Scientists claim they have created a time machine - but it's not exactly a De Lorean or a Tardis.
In an experiment using electrons and quantum mechanics, researchers say results have apparently defied the second law of thermodynamics, which governs the direction of "time's arrow" from past to future.
To an outside observer of the experiment, it looks as if time is running backwards.
But while the prospect of time travel has inspired some of the best-known science fiction books and movies, this theoretical breakthrough is not likely to be of any use to a real-life Dr Who just yet.
In an attempt to help explain it to the wider public, the effect has been likened to causing a broken rack of pool balls scattered randomly around a pool table to go in reverse and re-order themselves in their original triangle formation.

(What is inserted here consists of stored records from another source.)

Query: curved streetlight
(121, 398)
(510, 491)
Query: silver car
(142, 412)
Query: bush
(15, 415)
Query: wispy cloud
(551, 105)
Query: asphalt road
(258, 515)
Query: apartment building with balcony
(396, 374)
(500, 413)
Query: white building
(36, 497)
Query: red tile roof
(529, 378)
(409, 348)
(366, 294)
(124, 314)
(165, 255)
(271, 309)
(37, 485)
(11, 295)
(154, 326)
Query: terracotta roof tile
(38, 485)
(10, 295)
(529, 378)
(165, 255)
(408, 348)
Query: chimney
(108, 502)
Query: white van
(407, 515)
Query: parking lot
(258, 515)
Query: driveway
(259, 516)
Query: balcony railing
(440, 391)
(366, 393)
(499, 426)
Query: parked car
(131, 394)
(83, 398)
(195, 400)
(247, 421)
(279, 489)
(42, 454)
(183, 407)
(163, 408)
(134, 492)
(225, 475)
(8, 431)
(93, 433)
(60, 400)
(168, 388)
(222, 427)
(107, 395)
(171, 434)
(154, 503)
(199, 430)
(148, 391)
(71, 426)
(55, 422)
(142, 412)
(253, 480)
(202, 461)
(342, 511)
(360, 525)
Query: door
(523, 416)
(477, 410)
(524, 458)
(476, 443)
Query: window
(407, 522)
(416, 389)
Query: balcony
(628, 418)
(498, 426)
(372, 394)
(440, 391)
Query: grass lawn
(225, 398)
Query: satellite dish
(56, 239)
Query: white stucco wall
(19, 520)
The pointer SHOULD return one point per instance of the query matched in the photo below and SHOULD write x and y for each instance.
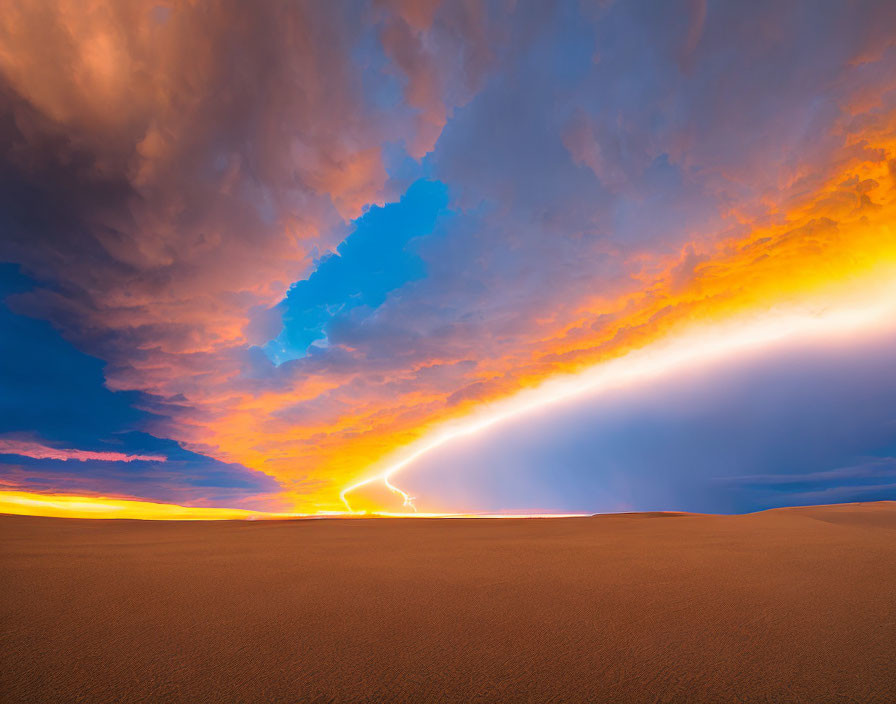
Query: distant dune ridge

Dr Gordey Lesovik, lead researcher and head of the Laboratory of the Physics of Quantum Information at the Moscow Institute of Physics & Technology (MIPT), said: "We have artificially created a state that evolves in a direction opposite to that of the thermodynamic arrow of time."
The "time machine" consists of a basic quantum computer made up of electron "qubits".
These are units of information described by a "one", a "zero", or a mixed "superposition" of both.
In the first experiment, the qubits became an increasingly complex changing pattern of zeros and ones, which created chaos.
Another program then modified the state of the computer to evolve "backwards" from chaos to order.
The qubits then work in the opposite way, from complex to simple, and therefore order was restored.
Scientists were delighted to discover an initial success rate for "time reversal" of 85%.